His Main Area of Work: Imagine being able to print out a solar panel on a flexible substrate; to be able to spray-on a low-cost nanocrystal coating and assemble a thin film solar plant wherever power is needed. If Agrawal has his way, this dream may well be reality one day. He is working on two types of nanocrystals: Copper indium gallium selenide (CIGS), and Copper zinc tin sulfide (CZTS). His team has managed to reach 12.5 percent efficiency with CIGS, which is pretty close to what you get with silicon solar cells. CZTS has only 8.4 percent efficiency, but utilises earth-abundant materials which will decrease the cost as efficiency increases.
He is also looking for an efficient way to convert biomass to liquid fuel (like diesel) that can be used in transportation (which uses up about half the fossil fuel produced worldwide).
His Approach: Thin-film technologies have made photovoltaic materials more competitive, but costs need to reduce further. Agrawal’s aims to bring it below 50 cents/peak watt. US solar panel maker First Solar is currently the lowest cost producer of thin films at 74 cents/peak watt. Agrawal’s approach is to utilise nanomaterials that can be suspended in appropriate solvents and then deposited utilising high throughput capabilities. He hopes to commercialise the systems when he achieves efficiencies of about 15 percent.
How His Research Can Benefit India: India is grappling with huge energy shortages.

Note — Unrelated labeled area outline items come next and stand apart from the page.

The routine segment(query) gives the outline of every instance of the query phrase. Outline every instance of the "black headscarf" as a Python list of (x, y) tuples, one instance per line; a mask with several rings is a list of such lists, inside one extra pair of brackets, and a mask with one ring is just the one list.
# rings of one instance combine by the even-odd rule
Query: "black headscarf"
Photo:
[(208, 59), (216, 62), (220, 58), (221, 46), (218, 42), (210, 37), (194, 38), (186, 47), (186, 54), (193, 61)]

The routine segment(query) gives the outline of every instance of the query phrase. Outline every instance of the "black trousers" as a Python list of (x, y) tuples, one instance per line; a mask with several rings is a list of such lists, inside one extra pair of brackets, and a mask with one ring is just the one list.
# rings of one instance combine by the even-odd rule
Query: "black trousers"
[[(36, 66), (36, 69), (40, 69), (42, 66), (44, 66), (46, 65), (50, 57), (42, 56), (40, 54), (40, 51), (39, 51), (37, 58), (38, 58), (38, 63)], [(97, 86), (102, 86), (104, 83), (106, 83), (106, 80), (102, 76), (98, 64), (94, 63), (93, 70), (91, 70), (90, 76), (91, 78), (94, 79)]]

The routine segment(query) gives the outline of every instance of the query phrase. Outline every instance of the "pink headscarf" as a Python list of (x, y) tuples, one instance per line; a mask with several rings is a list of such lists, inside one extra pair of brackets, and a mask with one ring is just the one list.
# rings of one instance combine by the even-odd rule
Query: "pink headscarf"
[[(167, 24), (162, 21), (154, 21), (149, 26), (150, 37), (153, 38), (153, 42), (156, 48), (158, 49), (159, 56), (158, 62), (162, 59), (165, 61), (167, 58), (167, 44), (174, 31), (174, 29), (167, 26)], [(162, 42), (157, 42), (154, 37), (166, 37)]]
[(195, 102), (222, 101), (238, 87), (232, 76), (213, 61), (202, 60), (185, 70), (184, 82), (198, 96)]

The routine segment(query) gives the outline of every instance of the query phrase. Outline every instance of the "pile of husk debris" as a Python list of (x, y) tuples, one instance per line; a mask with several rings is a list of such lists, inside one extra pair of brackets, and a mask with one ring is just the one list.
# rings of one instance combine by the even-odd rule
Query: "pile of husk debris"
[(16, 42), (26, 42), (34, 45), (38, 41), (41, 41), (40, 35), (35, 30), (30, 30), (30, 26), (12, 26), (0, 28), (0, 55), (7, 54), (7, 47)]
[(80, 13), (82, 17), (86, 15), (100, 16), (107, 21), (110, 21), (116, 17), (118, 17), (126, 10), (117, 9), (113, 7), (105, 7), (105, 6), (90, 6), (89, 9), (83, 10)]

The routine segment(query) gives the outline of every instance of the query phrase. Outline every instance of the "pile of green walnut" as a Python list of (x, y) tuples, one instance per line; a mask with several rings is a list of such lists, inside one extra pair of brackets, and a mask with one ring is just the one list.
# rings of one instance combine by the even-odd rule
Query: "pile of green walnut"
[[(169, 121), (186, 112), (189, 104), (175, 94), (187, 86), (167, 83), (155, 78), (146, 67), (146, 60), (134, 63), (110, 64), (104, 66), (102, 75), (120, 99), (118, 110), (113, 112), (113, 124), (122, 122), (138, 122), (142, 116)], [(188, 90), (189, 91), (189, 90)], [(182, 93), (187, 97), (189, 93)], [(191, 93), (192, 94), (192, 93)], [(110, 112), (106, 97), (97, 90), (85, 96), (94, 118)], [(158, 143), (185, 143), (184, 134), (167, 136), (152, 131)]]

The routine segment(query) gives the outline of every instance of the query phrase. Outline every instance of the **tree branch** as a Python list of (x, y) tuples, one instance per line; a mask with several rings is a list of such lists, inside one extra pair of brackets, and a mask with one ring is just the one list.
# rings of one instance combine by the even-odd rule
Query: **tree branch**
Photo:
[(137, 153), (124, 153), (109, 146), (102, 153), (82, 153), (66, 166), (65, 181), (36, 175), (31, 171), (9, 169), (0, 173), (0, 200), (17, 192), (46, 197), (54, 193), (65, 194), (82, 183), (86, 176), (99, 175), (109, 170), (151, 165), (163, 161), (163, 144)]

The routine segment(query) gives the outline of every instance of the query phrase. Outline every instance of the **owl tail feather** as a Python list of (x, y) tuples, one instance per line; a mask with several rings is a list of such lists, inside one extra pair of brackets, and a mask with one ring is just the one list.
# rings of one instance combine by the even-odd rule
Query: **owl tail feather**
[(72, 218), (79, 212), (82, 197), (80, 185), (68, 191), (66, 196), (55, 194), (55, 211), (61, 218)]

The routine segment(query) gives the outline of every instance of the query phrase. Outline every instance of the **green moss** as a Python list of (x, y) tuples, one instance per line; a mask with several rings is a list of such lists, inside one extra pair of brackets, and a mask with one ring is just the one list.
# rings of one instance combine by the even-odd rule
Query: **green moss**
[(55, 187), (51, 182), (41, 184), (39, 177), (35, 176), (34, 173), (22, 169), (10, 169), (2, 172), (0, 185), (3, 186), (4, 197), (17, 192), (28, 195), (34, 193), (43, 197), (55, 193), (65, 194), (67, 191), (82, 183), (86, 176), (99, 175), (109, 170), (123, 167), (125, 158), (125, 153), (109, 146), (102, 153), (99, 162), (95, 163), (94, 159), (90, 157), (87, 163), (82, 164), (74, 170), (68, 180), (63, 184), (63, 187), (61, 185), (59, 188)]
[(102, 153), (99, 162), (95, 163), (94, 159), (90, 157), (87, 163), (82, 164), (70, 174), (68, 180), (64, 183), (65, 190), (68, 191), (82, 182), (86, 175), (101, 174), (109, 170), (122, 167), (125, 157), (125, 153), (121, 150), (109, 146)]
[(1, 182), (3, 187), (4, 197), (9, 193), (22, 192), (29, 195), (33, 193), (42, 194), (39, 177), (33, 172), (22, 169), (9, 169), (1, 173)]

If solar cells become cheaper and more easily available, it can change the dynamics of power production and availability in the country.
What Others Say About Him: “Agrawal has been developing what are called ‘ink based’ precursors to make the thin film solar cells of either CIGS or CZTS. The highest efficiencies reported for CZTSSe (Copper Zinc Tin Sulfo-selenide) has been about 10 percent. There appears, at this point, no fundamental reason why it should not be possible to exceed 15 percent efficiencies,” says Supratik Guha, director, Physical Sciences Department, IBM Thomas J. Watson Research Center.